Cravada na Rússia, cidade optou por ocidentalização

Até o último czar, Nicolau 2º, fez questão de lembrar: "São Petersburgo é na Rússia, mas não é russa"

TUCA VIEIRA
ENVIADO ESPECIAL A SÃO PETERSBURGO

Pedro escolheu um lugar estratégico, expulsou os inimigos e construiu ali uma fortaleza.
Contratou os melhores urbanistas e arquitetos disponíveis e trouxe milhares de trabalhadores das regiões mais distantes. Eles limparam os terrenos, drenaram os pântanos, construíram ruas, edifícios, canais, portos, aterros e represas, a grande custo financeiro e humano. Pedro transferiu a capital para esse lugar, moveu os órgãos públicos, obrigou a nobreza a edificar palácios e fundou uma academia de ciências. Proibiu construções semelhantes no resto do país.
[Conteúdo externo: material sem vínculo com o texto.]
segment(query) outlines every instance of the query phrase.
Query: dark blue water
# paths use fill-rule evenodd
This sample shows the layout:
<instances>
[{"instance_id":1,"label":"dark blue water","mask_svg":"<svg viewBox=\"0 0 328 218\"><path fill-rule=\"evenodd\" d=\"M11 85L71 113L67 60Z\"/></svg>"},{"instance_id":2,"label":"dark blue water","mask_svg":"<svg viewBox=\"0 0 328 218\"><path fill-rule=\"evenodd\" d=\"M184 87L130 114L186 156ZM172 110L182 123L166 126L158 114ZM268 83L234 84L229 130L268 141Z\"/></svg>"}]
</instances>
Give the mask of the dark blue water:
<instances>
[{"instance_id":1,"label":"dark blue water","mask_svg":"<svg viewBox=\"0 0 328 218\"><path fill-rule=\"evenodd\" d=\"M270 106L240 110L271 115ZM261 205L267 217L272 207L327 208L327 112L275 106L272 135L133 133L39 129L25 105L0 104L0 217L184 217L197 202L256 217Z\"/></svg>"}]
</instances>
Fez tudo por decreto, porque podia.
Com tempo e perseverança, essa cidade cresceu, tornou-se economicamente importante, reuniu belezas arquitetônicas e museus grandiosos. Atraiu estudantes, intelectuais e artistas e tornou-se palco de transformações políticas que abalaram o resto do mundo. Depois caiu no esquecimento, resistiu bravamente aos invasores até ser redescoberta como uma das mais belas cidades do mundo.
Em 300 anos de vida passou por três regimes e teve muitos nomes, o primeiro igual ao último: São Petersburgo. Embora pareça ter saído da imaginação de algum escritor de fábulas, a história da cidade criada pelo czar Pedro, o Grande (1682-1725), dispensa fantasia. Os dramas e as belezas da cidade podem ser comprovados e sentidos à primeira vista.
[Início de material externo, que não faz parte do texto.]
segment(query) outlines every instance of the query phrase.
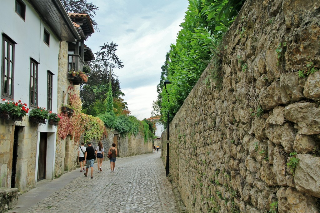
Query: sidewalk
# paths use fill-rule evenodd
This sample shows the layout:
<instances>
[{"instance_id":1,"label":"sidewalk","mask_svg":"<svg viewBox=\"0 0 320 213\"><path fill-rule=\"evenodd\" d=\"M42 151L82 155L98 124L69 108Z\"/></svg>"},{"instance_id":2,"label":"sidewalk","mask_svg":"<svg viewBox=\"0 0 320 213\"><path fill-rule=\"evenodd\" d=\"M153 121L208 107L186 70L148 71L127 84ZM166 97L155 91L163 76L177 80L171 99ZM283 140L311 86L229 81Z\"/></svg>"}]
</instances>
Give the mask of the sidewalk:
<instances>
[{"instance_id":1,"label":"sidewalk","mask_svg":"<svg viewBox=\"0 0 320 213\"><path fill-rule=\"evenodd\" d=\"M110 167L110 163L108 161L103 162L103 164L104 166L106 166L107 164ZM97 166L97 163L95 163L93 168L96 169ZM89 169L89 172L90 170ZM80 171L79 167L73 171L67 172L58 178L53 180L44 179L39 181L37 183L36 188L19 196L17 206L13 209L10 209L6 212L15 213L24 212L44 198L63 188L76 178L83 176L84 172L81 172Z\"/></svg>"}]
</instances>

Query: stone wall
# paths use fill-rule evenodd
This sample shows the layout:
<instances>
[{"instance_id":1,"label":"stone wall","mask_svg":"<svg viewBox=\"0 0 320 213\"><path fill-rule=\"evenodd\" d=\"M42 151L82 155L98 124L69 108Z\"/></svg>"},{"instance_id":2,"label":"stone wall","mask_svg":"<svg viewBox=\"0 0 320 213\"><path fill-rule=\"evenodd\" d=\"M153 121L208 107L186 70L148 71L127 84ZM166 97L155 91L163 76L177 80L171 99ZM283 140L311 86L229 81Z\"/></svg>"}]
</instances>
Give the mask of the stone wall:
<instances>
[{"instance_id":1,"label":"stone wall","mask_svg":"<svg viewBox=\"0 0 320 213\"><path fill-rule=\"evenodd\" d=\"M15 129L17 133L18 150L15 186L23 193L35 187L38 125L27 121L0 121L0 187L11 187Z\"/></svg>"},{"instance_id":2,"label":"stone wall","mask_svg":"<svg viewBox=\"0 0 320 213\"><path fill-rule=\"evenodd\" d=\"M106 137L104 136L101 140L105 149L104 161L109 160L107 157L107 152L113 143L113 138L115 134L117 136L118 154L120 157L141 154L152 151L151 139L149 139L148 142L145 143L143 133L142 132L139 132L135 136L134 135L129 136L128 135L121 137L116 130L109 129L107 130ZM72 140L70 140L69 137L66 139L59 140L57 142L55 168L56 177L61 176L64 171L71 171L80 167L77 160L78 149L81 142L83 141L83 135L80 142L76 143L76 144L75 144ZM92 146L96 147L99 142L97 140L93 140L91 141ZM85 146L87 146L85 145Z\"/></svg>"},{"instance_id":3,"label":"stone wall","mask_svg":"<svg viewBox=\"0 0 320 213\"><path fill-rule=\"evenodd\" d=\"M319 11L246 1L220 49L222 89L211 64L170 123L170 173L189 212L320 211L320 71L298 76L320 65Z\"/></svg>"},{"instance_id":4,"label":"stone wall","mask_svg":"<svg viewBox=\"0 0 320 213\"><path fill-rule=\"evenodd\" d=\"M141 154L152 151L152 143L151 139L149 139L147 143L144 142L143 133L140 131L136 136L134 135L122 136L119 134L116 130L110 129L107 129L107 136L104 137L102 140L105 149L105 154L106 157L105 161L108 161L106 157L107 151L111 147L113 143L113 138L116 135L118 139L118 154L120 157L129 157L138 154ZM92 146L96 147L98 141L92 142Z\"/></svg>"},{"instance_id":5,"label":"stone wall","mask_svg":"<svg viewBox=\"0 0 320 213\"><path fill-rule=\"evenodd\" d=\"M19 193L16 188L0 187L0 213L16 207Z\"/></svg>"}]
</instances>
A identidade da cidade deve muito à sua origem, que deu as costas para uma Rússia secular e colocou os olhos em direção ao Ocidente das novas oportunidades. Até mesmo o último czar, Nicolau 2º, fez questão de lembrar: "São Petersburgo é na Rússia, mas não é russa".
São Petersburgo foi desenhada com a racionalidade da geometria num plano de ruas retas e num sistema de canais e ilhas. Grandes perspectivas se abriram, ressaltando a horizontalidade geográfica. Os enormes palácios parecem pequenos diante do gigantismo visual que a cidade proporciona.
Artificialidade e originalidade sempre estiveram juntas por lá. Os esplêndidos edifícios da nova capital, o traçado das ruas e a vida social foram importados da Europa, mas a literatura, a música e os eventos políticos que a cidade gerou são difíceis de imaginar em outro lugar.
Essa modernização imposta de cima para baixo criou um ambiente único de tensão social e riqueza intelectual. Foi lá que Púchkin, Dostoiévski e Gógol escreveram. Lá, Tchaikovsky, Stravinsky e Shostakovich compuseram.
Muitos lugares estão associados a personalidades: Catarina, a Grande, vivia com exuberância em Tsarskoe Selo. Rasputin foi assassinado no palácio Yusupov. Púchkin escreveu seu "Cavaleiro de Bronze" inspirado no monumento a Pedro, o Grande, na praça dos Dezembristas. Dostoiévski ambientou "Crime e Castigo" na região da praça Sennaya. Lênin chegou do exílio na estação Finlândia.
Some-se a isso a beleza natural. Plantada nos pântanos onde o rio Neva (que significa "lama") se encontra com o golfo da Finlândia e dá acesso ao mar Báltico, São Petersburgo é a maior cidade do mundo ao norte de Moscou. Sua latitude gera longas noites de inverno e longos dias de verão. E entre junho e julho, a noite é tão curta que praticamente deixa de existir -é quando são celebradas as famosas "noites brancas".
Hoje, a cidade tira proveito de sua riqueza histórica e cultural. Turistas do mundo todo vêm apreciar as obras do museu Hermitage, assistir aos espetáculos de balé no teatro Mariinsky ou cair na vida noturna.
Enquanto isso, a população revela a vocação cosmopolita de São Petersburgo, tratando os visitantes com naturalidade. Receber estrangeiros é também a razão de ser local.
São Petersburgo vai além da Rússia e é muito mais do que o parque temático que muitas cidades da Europa se tornaram.
A cidade utópica, inventada e reinventada em tão pouco tempo, revela aquilo que o ser humano tem de pior e de melhor. Uma viagem a São Petersburgo ensina mais sobre o que está à nossa volta do que sobre o lugar propriamente visitado.
São Petersburgo, ou Petrogrado, ou Leningrado, ou São Petersburgo novamente, parece o laboratório que homem escolheu para testar os limites de sua capacidade de criação.